¶Beware of the CPU-specific optimizations
Every once in a while, I get a crash report whose diagnosis looks like this:
10116789: 0ff6c1 psadbw mm0, mm1 <-- FAULT Crash context: An integer SSE (Pentium III/Athlon) instruction not supported by the CPU was executed in module '****'... ...while decompressing video frame 0 with "********* Codec" [biCompression=********] (VideoSource.cpp:1772).
I blocked out the codec ID information so as to not single out a video codec manufacturer.
A crash like this usually means that the video codec you were attempting to use was compiled with CPU-specific optimizations that your CPU doesn't support. This generally means that your CPU is below minimum requirements for the codec. Unlike normal CPU requirements, missing instructions doesn't mean the codec will run really slowly -- it simply means the codec won't work at all. There's nothing I can do about this in VirtualDub; if you're seeing something like this and are indeed below the minimum spec, you need to either upgrade or beg the codec vendor to support your CPU (if it is actually fast enough to handle the video format).

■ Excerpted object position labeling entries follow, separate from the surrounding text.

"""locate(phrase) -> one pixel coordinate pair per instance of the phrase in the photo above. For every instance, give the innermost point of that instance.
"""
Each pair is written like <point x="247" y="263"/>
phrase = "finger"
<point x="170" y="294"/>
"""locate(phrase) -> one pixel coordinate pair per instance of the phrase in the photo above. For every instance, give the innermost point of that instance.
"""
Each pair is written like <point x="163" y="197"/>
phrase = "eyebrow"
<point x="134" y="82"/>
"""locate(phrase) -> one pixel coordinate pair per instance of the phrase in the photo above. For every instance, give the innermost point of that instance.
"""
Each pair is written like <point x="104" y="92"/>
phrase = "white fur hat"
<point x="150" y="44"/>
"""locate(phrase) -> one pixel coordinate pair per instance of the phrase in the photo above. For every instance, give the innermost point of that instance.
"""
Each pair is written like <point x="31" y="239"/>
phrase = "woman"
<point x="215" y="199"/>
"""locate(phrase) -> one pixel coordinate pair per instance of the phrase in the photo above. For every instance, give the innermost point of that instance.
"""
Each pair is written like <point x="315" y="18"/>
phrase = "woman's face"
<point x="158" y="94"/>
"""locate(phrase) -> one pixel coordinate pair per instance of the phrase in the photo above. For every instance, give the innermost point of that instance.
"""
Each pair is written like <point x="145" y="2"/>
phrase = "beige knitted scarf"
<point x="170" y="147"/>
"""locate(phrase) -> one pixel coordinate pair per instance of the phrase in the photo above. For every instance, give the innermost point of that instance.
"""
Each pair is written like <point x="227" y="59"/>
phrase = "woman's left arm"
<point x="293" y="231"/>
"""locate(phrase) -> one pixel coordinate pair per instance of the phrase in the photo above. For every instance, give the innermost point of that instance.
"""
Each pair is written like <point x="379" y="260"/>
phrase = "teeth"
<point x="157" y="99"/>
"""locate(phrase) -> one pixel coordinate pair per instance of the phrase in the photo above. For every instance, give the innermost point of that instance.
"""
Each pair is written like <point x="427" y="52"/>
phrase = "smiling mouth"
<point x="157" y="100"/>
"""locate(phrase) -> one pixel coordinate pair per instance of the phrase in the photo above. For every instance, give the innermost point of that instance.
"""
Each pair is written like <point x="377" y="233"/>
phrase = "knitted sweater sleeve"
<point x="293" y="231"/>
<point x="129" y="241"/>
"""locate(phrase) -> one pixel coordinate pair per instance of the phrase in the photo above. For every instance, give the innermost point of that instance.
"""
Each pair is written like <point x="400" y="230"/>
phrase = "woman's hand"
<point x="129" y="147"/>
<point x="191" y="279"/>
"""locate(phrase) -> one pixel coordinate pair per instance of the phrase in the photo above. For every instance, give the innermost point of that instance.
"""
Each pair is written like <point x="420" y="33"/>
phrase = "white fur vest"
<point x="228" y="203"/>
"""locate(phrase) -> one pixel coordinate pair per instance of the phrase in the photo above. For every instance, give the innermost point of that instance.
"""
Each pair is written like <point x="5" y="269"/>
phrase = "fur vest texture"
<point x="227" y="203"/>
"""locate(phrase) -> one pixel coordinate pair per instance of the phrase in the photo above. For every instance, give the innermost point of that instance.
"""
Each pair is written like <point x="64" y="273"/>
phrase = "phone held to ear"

Note that crashing here also means that the codec didn't properly check for the availability of special CPU instructions before attempting to use them. This is unwise from a customer support standpoint and I would encourage adding CPU detection code and an error dialog instead. One trap that a lot of coders fall into is that they attempt to use the Pentium Pro conditional move instructions (CMOVcc), assuming that they are available since no one will be using a CPU below 300MHz. Unfortunately, the AMD K6 series of CPUs don't support this instruction and are available at least as high as 400MHz, so this is a bad assumption. Similarly, Athlons exist as fast as 1GHz that don't support SSE. Also, you would be surprised how slow of a system people will try your code on; I got a crash report recently from someone who tried using modern video codecs on a Pentium without MMX!
Embrace the CPUID instruction. CPUID is your friend. If you are targeting the integer SSE instructions -- such as pshufw, psadbw, pavgb, pavgw, and movntq -- remember to check for either the SSE bit (for PIII and Athlon XP or higher) and the 3DNow! extensions bit (for the original Athlon).
In VirtualDub, I generally write scalar C versions of processing routines and then keep those around even after writing CPU-specific assembly optimized versions. I do this for two reasons: one is for compatibility with all CPUs, and another is so that I don't have to write the AMD64 version immediately. (The AMD64 compiler doesn't support inline assembly, which was a pain at least during the initial port.) The scalar code also serves as a reference test for the optimized code. VirtualDub queries for CPU capabilities at the start of an operation and automatically chooses the appropriate optimized routine.